The Great Dollar Standard Turns 40
In the history of money in the world… 40 years really isn’t that much time.
Today we celebrate the 40th birthday of the Great Dollar Standard era, initially by quoting (liberally) from our own Empire of Debt:
On Aug. 15, 1971, the administration of Richard Milhous Nixon did something extraordinary. It slammed the “gold window” shut. Henceforth, foreign governments would not be able redeem their surplus U.S. dollars for gold.
Mention the late president’s name and the average person recalls the crime with which he is most associated: B&E (breaking and entering) at the Watergate. But while the public’s attention was distracted by Nixon’s fumbling sidekicks, another team of Nixon’s goons was pulling off the biggest heist of all time.
What was their crime? Breach of contract? Theft? Fraud? Counterfeiting? It was all of those things. The breached the solemn promise of five generations of U.S. Treasury officials and set in motion the worldwide credit bubble of the pax dollarum age.
In 1971, the decision to abandon the gold standard was not exactly an improvisation.
The decision was part of a series of moves made by the Nixon administration to hold down wages and prices and to check inflation. Consumer prices rose at 4.9% in 1970 and inflation looked as though it was going to get worse. Nixon came to believe that he could control the economy, even though this shift in policy contradicted his own political and economic philosophy as stated in the past.
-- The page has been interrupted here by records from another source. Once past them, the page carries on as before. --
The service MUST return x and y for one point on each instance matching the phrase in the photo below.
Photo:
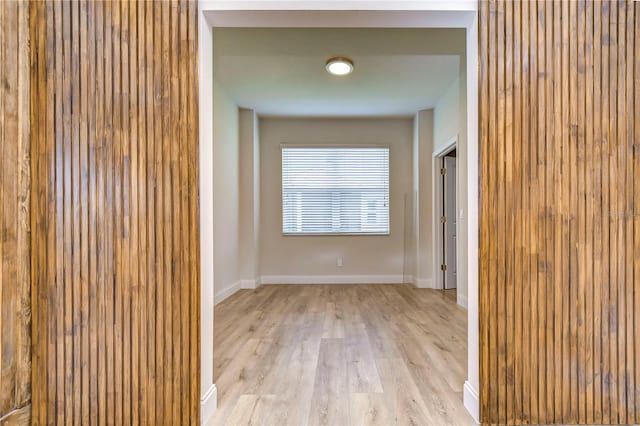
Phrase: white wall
(450, 117)
(423, 148)
(296, 256)
(447, 116)
(249, 193)
(225, 194)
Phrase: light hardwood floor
(340, 355)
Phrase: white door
(449, 222)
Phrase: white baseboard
(462, 300)
(225, 293)
(249, 284)
(208, 404)
(331, 279)
(423, 283)
(471, 401)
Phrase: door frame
(349, 14)
(438, 208)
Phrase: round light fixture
(339, 66)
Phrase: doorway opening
(446, 216)
(221, 14)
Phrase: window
(335, 190)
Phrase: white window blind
(335, 190)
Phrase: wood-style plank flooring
(340, 355)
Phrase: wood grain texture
(15, 291)
(114, 193)
(340, 355)
(559, 239)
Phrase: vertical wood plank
(558, 278)
(115, 151)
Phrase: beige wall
(381, 256)
(225, 192)
(450, 121)
(424, 276)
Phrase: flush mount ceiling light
(339, 66)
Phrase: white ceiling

In the cut of I.O.U.S.A. we screened at the Sundance Film Festival in January of 2008, we had audiotape of Nixon conspiring with his advisers to blame the decision to close the “gold window” on “speculators.” After we sold the film to the Peterson Foundation, that story beat was edited out. The final cut of the film released in Aug. 22, 2008 blames rampant inflation in the 1970s on Arthur Burns, then chair of the Federal Reserve.
Alas, the Federal Reserve system was set up [in 1913] to provide the nation’s empire builders with a convenient, expandable and compliant money. Whenever they felt they needed more of it, the dollar was right there, ready for duty.
Since 1971, the United States has added trillions to the world’s supply of dollars and credit. During this same time only about 58,000 metric tons of gold have been brought from the ground. Sooner or later, those extra dollars must be marked to an unforgiving market.
“Of course,” we wrote back in 2005, “it hasn’t happened yet. Investors are tempted to look out their windows, see the sun shining and think the dollar will last forever. They have no interest in the financial crimes of the Disco Age.”
On this 40th anniversary, with gold in the ballpark of $1,800 and potentially rising, we suspect the interest level in Nixon’s fateful decision is rising.
On Aug. 15, 1971, gold was pegged at $35 an ounce… as it had been since 1933.
As of this morning, it’s $1,737 – off from last week’s highs, but higher than it’s been at any time up until 10 days ago.
After shunning gold, the “barbarous relic” lo these many decades, the world’s central banks are adding to their gold stashes at an unprecedented pace.
New figures from the World Gold Council reveal central banks adding 208 metric tons in the first half of 2011. Should this pace keep up, the annual total will smash the previous record of 276 tons in 1981.
Thailand, South Korea and Mexico are among the major buyers in recent months.
Ordinary people, that is “we, the public” can’t seem to get enough of the stuff. Sales on eBay of 1-ounce U.S. Gold Eagles and 1-ounce Pamp Suisse bars rose steadily most of last week… and so did the premiums buyers were willing to pay over the spot price.
Spot gold jumped 6% between Friday Aug. 5 – just before Standard and Poor’s downgraded Uncle Sam – and last Wednesday. But Gold Eagle prices on eBay rose nearly 8.5% over the same period.
“When people are coming down to the question, `Do they want to have cash in the bank or gold in their hands?’ the answer is they’d rather have gold or silver,” says Jacob Chandler of Great Southern Coins, eBay’s largest seller. “Business,” he says, “has nearly quadrupled in the last six weeks.”